Никогда он не говорил: мама. Никогда ему не говорили: сынок. Никогда ему не пекли праздничный пирог. Никогда не рассказывали на ночь сказку про дивных легкокрылых эльфов.
Старая красивая женщина сделала к Хайдеру еще шаг. Она совсем близко видела его крутолобую голову, широкоскулое лицо, светлые, как две льдинки, глаза, неотрывно глядящие на нее. Ближе. Ближе. Еще ближе.
И твоя тоже, сынок.
Протянутые руки. Протянутое к нему лицо. Она вся протянута к нему.
И он идет прямо в эти руки. И он глядит прямо в эти глаза. И он ничего не видит, не слышит, не чувствует, кроме того, что это — родное, теплое, брошенное, найденное, единственное — теперь уже навсегда.
Мама!..
Ефим Елагин в ужасе смотрел, как незнакомый ему человек, предводитель запрещенного в России движения «Neue Rechte», шантажировавший его, преследовавший его, зачем-то пришедший к нему сегодня, именно сегодня, когда он места себе не находил после того, как сломя голову, не помня себя, убежал из дома Цэцэг, так крепко обнял его мать, что она чуть не задохнулась в его руках.
И она тоже крепко, так крепко обняла его, что он тоже чуть не задохнулся.

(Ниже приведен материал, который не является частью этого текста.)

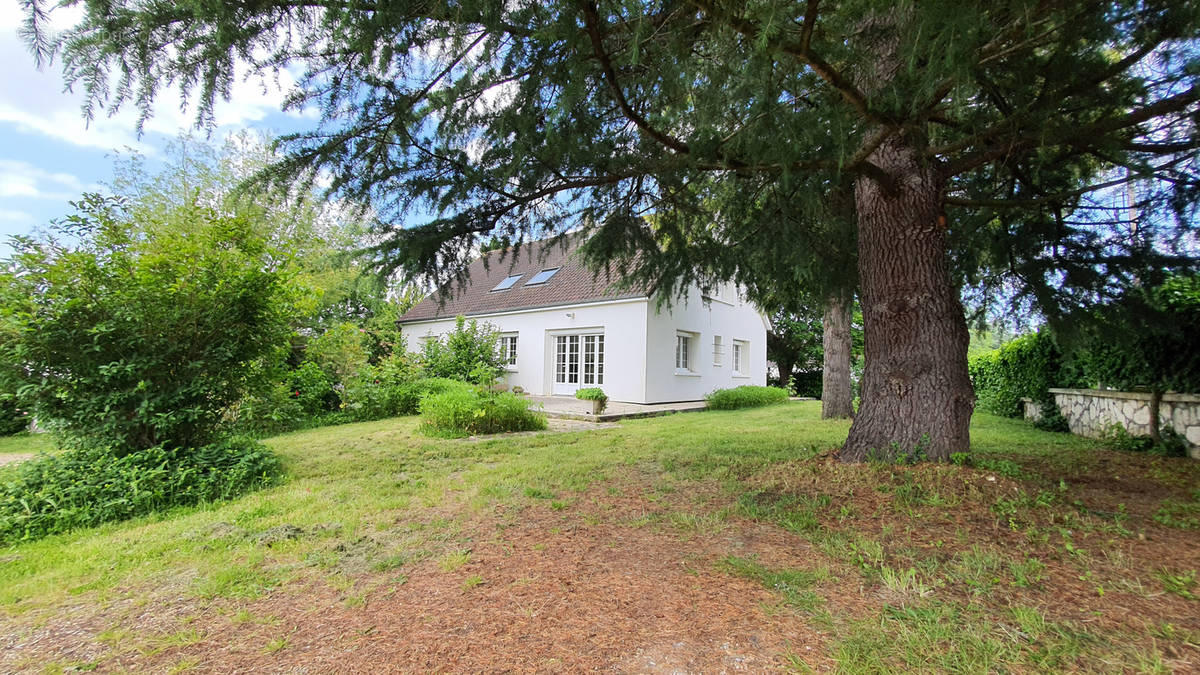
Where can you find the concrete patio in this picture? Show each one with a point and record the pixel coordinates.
(569, 407)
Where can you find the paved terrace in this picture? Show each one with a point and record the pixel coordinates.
(569, 407)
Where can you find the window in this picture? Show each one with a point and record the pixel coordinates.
(741, 356)
(541, 276)
(683, 351)
(508, 282)
(593, 359)
(509, 350)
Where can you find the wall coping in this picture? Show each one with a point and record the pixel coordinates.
(1170, 398)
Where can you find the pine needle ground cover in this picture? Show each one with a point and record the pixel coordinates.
(701, 542)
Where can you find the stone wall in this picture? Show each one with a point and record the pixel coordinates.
(1092, 412)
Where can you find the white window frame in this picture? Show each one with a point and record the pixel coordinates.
(509, 350)
(685, 352)
(549, 273)
(507, 284)
(741, 356)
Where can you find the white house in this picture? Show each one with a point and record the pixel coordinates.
(562, 329)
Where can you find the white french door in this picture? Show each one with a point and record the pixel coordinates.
(579, 362)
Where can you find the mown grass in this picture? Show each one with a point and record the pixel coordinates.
(371, 499)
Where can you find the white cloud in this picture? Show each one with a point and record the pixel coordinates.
(23, 179)
(37, 101)
(11, 215)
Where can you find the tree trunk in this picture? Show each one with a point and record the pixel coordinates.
(1156, 404)
(837, 400)
(916, 394)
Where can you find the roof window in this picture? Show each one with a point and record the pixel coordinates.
(541, 276)
(508, 281)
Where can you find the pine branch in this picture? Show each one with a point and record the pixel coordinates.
(592, 21)
(1059, 197)
(1080, 136)
(804, 54)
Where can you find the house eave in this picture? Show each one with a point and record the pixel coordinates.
(529, 309)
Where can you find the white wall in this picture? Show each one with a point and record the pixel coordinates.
(623, 323)
(732, 320)
(640, 342)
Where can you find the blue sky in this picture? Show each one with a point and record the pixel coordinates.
(49, 155)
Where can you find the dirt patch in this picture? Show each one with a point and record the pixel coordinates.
(593, 587)
(634, 575)
(553, 425)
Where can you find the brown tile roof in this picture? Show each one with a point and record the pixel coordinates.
(573, 284)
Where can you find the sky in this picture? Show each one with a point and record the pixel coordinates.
(49, 155)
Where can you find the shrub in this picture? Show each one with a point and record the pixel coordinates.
(89, 485)
(1025, 368)
(312, 388)
(593, 394)
(808, 384)
(393, 388)
(463, 411)
(468, 352)
(133, 330)
(12, 418)
(270, 412)
(745, 396)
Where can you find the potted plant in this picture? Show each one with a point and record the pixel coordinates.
(594, 394)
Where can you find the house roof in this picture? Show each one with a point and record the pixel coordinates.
(573, 284)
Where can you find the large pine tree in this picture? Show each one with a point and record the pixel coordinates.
(976, 136)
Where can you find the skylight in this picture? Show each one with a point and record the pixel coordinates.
(508, 282)
(541, 276)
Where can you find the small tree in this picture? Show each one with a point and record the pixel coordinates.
(1149, 340)
(468, 353)
(131, 332)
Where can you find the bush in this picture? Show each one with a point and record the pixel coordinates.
(274, 411)
(593, 394)
(469, 353)
(312, 388)
(12, 419)
(393, 388)
(1025, 368)
(808, 384)
(88, 485)
(463, 411)
(135, 330)
(745, 396)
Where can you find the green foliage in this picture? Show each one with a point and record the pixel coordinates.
(808, 383)
(591, 394)
(274, 411)
(468, 353)
(141, 329)
(465, 410)
(1149, 339)
(12, 418)
(1027, 366)
(90, 485)
(340, 351)
(312, 388)
(391, 388)
(745, 396)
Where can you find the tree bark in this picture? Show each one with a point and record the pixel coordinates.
(1156, 405)
(916, 394)
(837, 399)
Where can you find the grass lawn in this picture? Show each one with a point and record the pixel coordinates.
(701, 542)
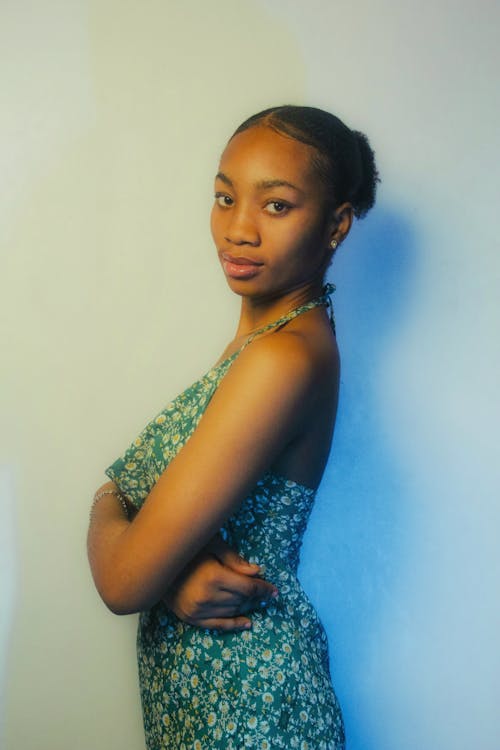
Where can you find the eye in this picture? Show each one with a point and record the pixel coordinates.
(223, 200)
(277, 207)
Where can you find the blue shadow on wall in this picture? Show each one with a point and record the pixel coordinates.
(361, 524)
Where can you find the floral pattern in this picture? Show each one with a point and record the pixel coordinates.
(268, 687)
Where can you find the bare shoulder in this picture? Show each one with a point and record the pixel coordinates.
(297, 358)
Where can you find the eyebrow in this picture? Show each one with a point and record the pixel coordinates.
(262, 184)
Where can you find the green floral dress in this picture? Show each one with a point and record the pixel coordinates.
(268, 687)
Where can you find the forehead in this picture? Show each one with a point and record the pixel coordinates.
(261, 153)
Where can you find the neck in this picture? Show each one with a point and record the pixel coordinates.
(259, 311)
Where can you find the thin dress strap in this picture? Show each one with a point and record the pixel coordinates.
(324, 299)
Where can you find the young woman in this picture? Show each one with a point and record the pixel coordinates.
(233, 463)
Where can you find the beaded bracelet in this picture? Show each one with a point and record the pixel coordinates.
(111, 491)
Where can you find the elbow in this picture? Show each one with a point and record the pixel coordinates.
(117, 599)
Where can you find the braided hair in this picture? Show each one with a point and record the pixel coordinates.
(343, 157)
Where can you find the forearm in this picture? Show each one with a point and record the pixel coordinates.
(108, 526)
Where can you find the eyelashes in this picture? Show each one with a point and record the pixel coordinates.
(272, 207)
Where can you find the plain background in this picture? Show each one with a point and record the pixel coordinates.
(113, 115)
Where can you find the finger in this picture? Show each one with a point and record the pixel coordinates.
(229, 557)
(226, 623)
(247, 587)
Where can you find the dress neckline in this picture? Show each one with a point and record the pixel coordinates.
(324, 300)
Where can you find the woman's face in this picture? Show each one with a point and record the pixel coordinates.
(269, 220)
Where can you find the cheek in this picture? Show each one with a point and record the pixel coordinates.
(214, 224)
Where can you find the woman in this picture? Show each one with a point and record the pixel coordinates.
(238, 456)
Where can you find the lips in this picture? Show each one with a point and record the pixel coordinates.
(240, 267)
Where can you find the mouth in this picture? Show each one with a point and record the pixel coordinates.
(240, 267)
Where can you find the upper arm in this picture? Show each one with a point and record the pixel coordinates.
(257, 409)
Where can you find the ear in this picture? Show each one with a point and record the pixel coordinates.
(341, 222)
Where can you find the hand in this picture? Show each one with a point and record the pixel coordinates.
(217, 588)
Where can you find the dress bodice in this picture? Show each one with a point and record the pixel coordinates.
(268, 687)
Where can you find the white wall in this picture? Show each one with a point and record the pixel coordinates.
(113, 118)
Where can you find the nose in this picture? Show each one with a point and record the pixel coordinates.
(242, 228)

«Мои руки — у него на шее. За его плечами. Не могу представить. Не могу еще понять. Но все уже случилось. Милый, милый, милый! Сынок мой! Ты, первым рожденный… Я так, именно так хотела вас свести… Ведь это я, я все подстроила так, чтобы ты, Ефимка, вкусил муки, сомнения, страдания… Ты, избалованный, выращенный в неге и холе, не страдавший никогда… Ты, не знавший, что такое голод и холод, нужда и лишения, знавший другую, иную борьбу за существование, чем мы… И я хотела, чтобы ты, Игорь, тоже кое-что понял… Александрина сделала все правильно… Она хорошо вела вас обоих… Она следила за вами и страховала вас… И давала мне советы — как быть, что сделать… И вычисляла каждый шаг тех, кто творил ужас рядом с вами… рядом со всеми нами… Александрина чудо, она мне так помогла, чем я отблагодарю ее?.. Деньгами?.. У нее их куры не клюют, так же, как и у меня… Дети, детки мои… Игорь… моя плоть и кровь… Я не знаю твой дух… Чем ты занимаешься?.. Я догадываюсь… Я боюсь тебя… Ты уже взрослый… Ты старше Фимки, потому что ты родился — первым… Но остается еще некто в моем пасьянсе, что не до конца разложен. Я должна разложить все карты. Все выложить на стол. До конца. Остается еще Георгий Елагин. Мой муж. Чудовище. Тот, кого ты, Фимка, считаешь своим отцом».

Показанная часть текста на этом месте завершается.